What Burchfield is trying to say is that constructions like a friend of my father’s or a buttonman of Vinnie’s are a common English idiom. On the face of it, the addition of the ‘s is redundant and unnecessary, but it has been done this way since we were speaking Middle English. There is nothing wrong with the double possessive. Now, why didn’t he just say that?

Adjectival Names
A common error is to use the possessive when a proper name is used as an adjective. It should be Vinnie altered the spread for the Giants game, not Vinnie altered the spread for the Giants’ game.

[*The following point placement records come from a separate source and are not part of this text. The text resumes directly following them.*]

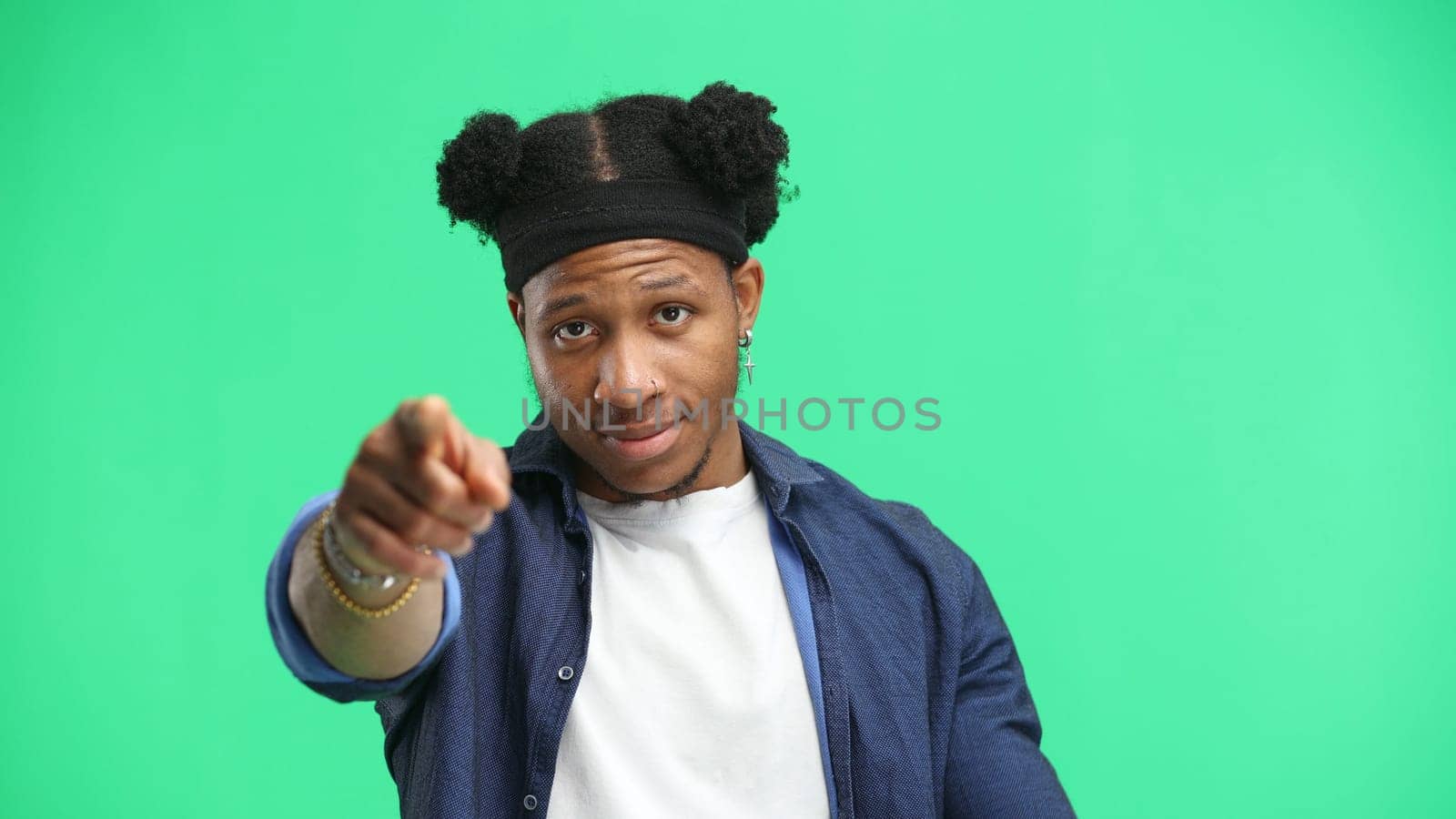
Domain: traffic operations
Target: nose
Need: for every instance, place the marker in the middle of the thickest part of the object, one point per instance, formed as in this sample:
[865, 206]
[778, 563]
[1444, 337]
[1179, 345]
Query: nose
[626, 382]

Possessive of Possessive Names
Many businesses, like McDonald’s or Woolworth’s, use the possessive form as their name. How does one use these in the possessive? Technically, I guess one could write McDonald’s’s quarterpounders or Woolworth’s’s toys, but the only good way is to create the possessive with a prepositional phrase, as in the quarterpounders at McDonald’s or the toys at Woolworth’s.

Inanimate Objects
Some authorities argue that inanimate objects cannot possess other things, therefore one should not use the ‘s with things. They say it should be the shiny surface of the brass knuckles, not the brass knuckle’s shiny surface. This is a silly argument. One does not avoid the ownership question by using of instead of ‘s. And the possessive case is not really about ownership. If it were, Karl Marx wouldn’t have written, “Workers of the world unite! You have nothing to lose but your chains.” After all, it’s the capitalists and not the workers that own everything. He would have written, “…nothing to lose but the chains that bind you.” Rather, the possessive is really about identification and reference, about winnowing the universe of shiny surfaces down to the one shiny surface associated with a particular pair of brass knuckles. There is nothing wrong with using ‘s with inanimate objects.

Forming Plurals
In years past, the apostrophe was commonly used to form plurals of abbreviations and numerals. Hence we had the 1980’s, CPA’s, and mind your p’s and q’s. In recent years, however, this practice has been sharply reduced in occurrence. Today you are much more likely to see 1980s and CPAs. In most cases there is no confusion and it is better to simply follow the standard practice of adding just an s to form the plural. Forming the plural of individual letters, however, is tricky. But capitalizing the letter and adding s usually works, as in mind your Ps and Qs.

It is a good practice to keep the rules pure. Don’t use ‘s to form plurals.